Das passt doch, fand ich in aller Unbescheidenheit, genau zu dem,
was ich tue: literarische, am liebsten sehr komplexe, poetische Texte
übersetzen und zu diesem Zweck, zum Nutzen hoffentlich auch der
teilnehmenden Kollegen und Kolleginnen, Workshops zu den unterschiedlichsten
Facetten der deutschen Gegenwartssprache (und früherer
Sprachzustände) veranstalten.
Ich habe einen Verein mitgegründet, Weltlesebühne e. V., der das
Thema Übersetzen und die Übersetzerinnen und Übersetzer selbst auf
die Bühne bringt und, in seinem Ableger, der Jungen Weltlesebühne,
auch vor Kindern und Jugendlichen, vor allem in Brennpunktschulen
und solchen mit hohem Migrantenanteil, auftritt. Dort tauschen sich
meine Kolleginnen mit den nicht selten mehrsprachig aufwachsenden
Kindern über einen Alltag zwischen den Sprachen aus, und die Kinder
genießen das – in so einer Schulstunde wird ihre oftmals als Makel behandelte
türkische, kurdische, arabische ... Familiensprache als Kompetenz
plötzlich interessant. Die Erwachsenen mussten für ihre Übersetzungssprache
oft ein ganzes Studium absolvieren.
Wie ist es zu alldem gekommen? Es waren einige Zufälle und Umwege
im Spiel – für Übersetzerbiographien nicht untypisch.

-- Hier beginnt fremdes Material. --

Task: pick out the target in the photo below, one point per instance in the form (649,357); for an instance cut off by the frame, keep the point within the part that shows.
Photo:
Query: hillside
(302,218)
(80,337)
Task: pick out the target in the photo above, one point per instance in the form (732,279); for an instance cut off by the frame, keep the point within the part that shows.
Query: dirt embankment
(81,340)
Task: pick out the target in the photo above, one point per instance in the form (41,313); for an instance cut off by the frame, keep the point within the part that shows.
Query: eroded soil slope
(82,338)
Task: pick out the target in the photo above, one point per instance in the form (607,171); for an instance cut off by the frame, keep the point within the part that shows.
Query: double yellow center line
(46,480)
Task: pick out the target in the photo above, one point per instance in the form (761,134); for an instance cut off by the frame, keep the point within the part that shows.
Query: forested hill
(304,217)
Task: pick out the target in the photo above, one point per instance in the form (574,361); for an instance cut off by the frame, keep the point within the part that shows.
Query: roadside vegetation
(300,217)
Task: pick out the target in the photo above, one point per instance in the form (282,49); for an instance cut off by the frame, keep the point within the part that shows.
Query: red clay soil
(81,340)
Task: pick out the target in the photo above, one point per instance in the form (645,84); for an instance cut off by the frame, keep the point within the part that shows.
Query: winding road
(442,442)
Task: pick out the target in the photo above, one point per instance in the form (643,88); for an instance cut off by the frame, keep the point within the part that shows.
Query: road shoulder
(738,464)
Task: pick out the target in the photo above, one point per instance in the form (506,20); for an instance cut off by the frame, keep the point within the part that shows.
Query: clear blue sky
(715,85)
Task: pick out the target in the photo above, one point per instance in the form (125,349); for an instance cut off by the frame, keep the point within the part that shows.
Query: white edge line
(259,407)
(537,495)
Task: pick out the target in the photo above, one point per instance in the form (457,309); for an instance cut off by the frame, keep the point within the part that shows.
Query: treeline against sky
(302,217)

Ich war ein Flüchtlingskind und, obwohl nie geflüchtet, Inhaberin
eines Flüchtlingsausweises A. Beide Eltern trauerten der verlorenen
Heimat in den deutschen Ostgebieten nach, und wir Kinder bekamen
vermittelt, dass der neue Wohnort am Rhein in keiner Hinsicht mithalten
kann, dass er irgendwie nicht völlig real ist, dass das wirkliche
und das interessantere Leben sich irgendwo ganz woanders abspielt. Es
zog mich ins Ausland, ich schrieb mich für Slawistik und Germanistik
ein – letzteres, um Deutsch als Fremdsprache unterrichten zu können,
was ich ein Jahr lang in Japan auch getan habe. Doch was mich
antrieb, war auch ein allgemeineres Gefühl, das sicher viele in der Nachkriegszeit
Aufgewachsene teilten: dass Deutschland (dieses Wort gab
es eigentlich nicht mehr, die Bundesrepublik) keiner positiven Emotion
würdig ist; es herrschte Katerstimmung, man traute sich selbst nicht
über den Weg, und im Ausland konnte man, so zumindest damals mein
Empfinden, auch den älteren Menschen eher vertrauen.

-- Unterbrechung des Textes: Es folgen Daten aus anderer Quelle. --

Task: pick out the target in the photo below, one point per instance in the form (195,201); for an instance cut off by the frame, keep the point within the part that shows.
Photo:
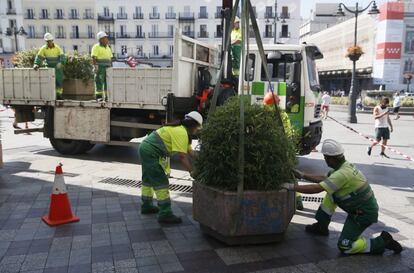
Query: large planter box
(75,89)
(263,217)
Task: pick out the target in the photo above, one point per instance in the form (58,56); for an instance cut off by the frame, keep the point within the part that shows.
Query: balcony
(186,16)
(171,15)
(160,35)
(188,33)
(58,16)
(284,34)
(88,16)
(154,15)
(60,36)
(138,16)
(122,16)
(202,34)
(267,35)
(203,15)
(11,12)
(75,35)
(105,16)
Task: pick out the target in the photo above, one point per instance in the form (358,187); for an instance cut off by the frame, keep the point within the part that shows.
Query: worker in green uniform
(102,59)
(53,55)
(154,151)
(236,44)
(347,188)
(290,132)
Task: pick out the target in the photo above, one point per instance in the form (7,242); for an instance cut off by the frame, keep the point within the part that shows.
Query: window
(31,32)
(155,50)
(44,14)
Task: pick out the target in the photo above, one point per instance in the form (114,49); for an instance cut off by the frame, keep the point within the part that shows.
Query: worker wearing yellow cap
(53,56)
(102,59)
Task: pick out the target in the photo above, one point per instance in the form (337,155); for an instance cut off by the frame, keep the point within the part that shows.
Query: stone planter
(264,216)
(75,89)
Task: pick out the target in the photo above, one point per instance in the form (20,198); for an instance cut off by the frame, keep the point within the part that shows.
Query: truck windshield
(312,73)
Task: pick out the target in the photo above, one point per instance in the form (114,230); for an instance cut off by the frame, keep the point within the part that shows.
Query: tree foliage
(270,154)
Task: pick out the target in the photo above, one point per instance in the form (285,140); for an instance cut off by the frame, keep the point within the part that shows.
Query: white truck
(141,99)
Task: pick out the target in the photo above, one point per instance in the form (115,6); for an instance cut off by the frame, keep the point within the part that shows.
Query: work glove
(288,186)
(298,174)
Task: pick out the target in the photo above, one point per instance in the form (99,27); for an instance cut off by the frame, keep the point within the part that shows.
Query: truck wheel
(69,146)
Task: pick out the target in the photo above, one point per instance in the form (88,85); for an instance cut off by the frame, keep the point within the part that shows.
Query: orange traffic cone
(59,212)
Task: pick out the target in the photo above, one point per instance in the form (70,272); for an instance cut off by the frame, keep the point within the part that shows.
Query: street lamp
(14,32)
(275,19)
(353,92)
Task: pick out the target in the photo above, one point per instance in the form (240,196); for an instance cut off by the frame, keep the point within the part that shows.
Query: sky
(308,5)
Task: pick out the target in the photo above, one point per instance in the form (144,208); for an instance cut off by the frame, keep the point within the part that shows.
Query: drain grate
(137,184)
(306,198)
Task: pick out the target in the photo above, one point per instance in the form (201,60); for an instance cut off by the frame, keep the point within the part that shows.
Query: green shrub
(25,58)
(270,155)
(78,66)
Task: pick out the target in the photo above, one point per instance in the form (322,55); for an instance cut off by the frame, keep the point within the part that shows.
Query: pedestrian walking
(383,126)
(346,187)
(326,101)
(397,105)
(154,151)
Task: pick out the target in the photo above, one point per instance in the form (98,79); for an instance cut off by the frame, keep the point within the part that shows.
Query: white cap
(331,147)
(195,116)
(101,34)
(48,37)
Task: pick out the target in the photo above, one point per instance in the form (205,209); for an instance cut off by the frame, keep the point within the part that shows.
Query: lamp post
(353,94)
(14,32)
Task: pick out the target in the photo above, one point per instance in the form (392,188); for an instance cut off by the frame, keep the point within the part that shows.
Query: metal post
(353,92)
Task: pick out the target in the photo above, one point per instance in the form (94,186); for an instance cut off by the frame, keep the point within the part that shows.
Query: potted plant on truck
(262,211)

Das ist lange her, und dank des Übersetzens und den damit verbundenen
Kontakten und Reisen habe ich einen Schwebezustand zwischen
hier und dort, aber auch in einem Raum zwischen den Sprachen erreicht.
Es ist ein Glück, und ich hatte das Glück, radikale Texte zu übersetzen,
deren Poetik ihrem Gegenstand bis ins Letzte entspricht. Es
begann mit Ossip Mandelstams Essay Gespräch über Dante. Ich habe
fast alle Moskauer Konzeptualisten übersetzt, die nur mit vorhandenem
Sprachmaterial arbeiten, Autoren der russischen und sowjetischen
Moderne (Andrej Belyj, Leonid Dobytschin) und sowjetische Untergrundliteratur.

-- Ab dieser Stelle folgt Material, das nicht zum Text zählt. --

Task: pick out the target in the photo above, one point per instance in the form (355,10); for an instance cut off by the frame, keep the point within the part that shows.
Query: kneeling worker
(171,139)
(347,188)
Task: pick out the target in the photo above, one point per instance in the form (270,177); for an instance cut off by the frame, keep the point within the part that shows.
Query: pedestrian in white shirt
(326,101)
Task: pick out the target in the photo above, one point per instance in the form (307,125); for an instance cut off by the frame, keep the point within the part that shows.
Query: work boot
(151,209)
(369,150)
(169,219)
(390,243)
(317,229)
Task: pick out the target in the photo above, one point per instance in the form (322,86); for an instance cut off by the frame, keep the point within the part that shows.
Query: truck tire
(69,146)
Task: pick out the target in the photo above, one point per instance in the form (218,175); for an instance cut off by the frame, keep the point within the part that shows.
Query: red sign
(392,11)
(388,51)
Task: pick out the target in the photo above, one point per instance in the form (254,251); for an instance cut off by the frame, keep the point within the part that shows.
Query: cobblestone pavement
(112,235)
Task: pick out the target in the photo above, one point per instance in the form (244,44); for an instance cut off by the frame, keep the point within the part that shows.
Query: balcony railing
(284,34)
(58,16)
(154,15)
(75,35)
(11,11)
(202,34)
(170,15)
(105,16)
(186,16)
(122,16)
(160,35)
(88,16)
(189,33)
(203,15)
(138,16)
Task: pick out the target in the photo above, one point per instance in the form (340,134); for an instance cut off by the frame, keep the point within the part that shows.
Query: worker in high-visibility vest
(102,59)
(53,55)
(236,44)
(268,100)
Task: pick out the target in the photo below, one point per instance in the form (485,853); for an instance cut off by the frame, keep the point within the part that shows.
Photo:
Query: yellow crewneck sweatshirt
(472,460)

Seit dreizehn Jahren arbeite ich an einer Werkausgabe
des Chronisten des sowjetischen Straflagers Warlam Schalamow, und
mein letztes Projekt war Andrej Platonow und sein extrem verdichtetes,
das utopische »Neusprech« aufgreifende und dabei von tiefer Melancholie
getränkte Werk Die Baugrube. Ich habe auch Theorie übersetzt: Michail Bachtins Buch über François Rabelais und den Karneval,
Schriften des Kultursemiologen Jurij Lotman, Arbeiten der Philosophen
Boris Groys und Michail Ryklin. Dazu kommen Lyrik, Texte zur
bildenden Kunst, auch Sachbuch, Publizistik ...
Ich habe Konferenzen mitveranstaltet, etwa zur Vergleichbarkeit
der interpretierenden Künste – Musik, Schauspiel, Sprechkunst – mit
dem Übersetzen ; seit beinahe dreißig Jahren treffen sich in meiner Ladenwohnung
jeden Monat Berliner und auswärtige Literaturübersetzer; und in diesem Wintersemester habe ich die Gelegenheit, an der FU
Berlin Poetik der Übersetzung zu unterrichten.
Berlin ist heute ein Einwanderungs- und Exilort geworden – davon
bleibt auch die deutsche Sprache nicht unberührt, deren Wandel mir
nicht nur als Forschungsfeld, sondern auch als ständige Quelle der Inspiration
dient. Vielleicht kann ich die vielfältigen Erfahrungen, die ich
in der Beschäftigung mit »Wort und Wortkunst« einsammeln konnte,
auch für die Arbeit in der Akademie produktiv machen.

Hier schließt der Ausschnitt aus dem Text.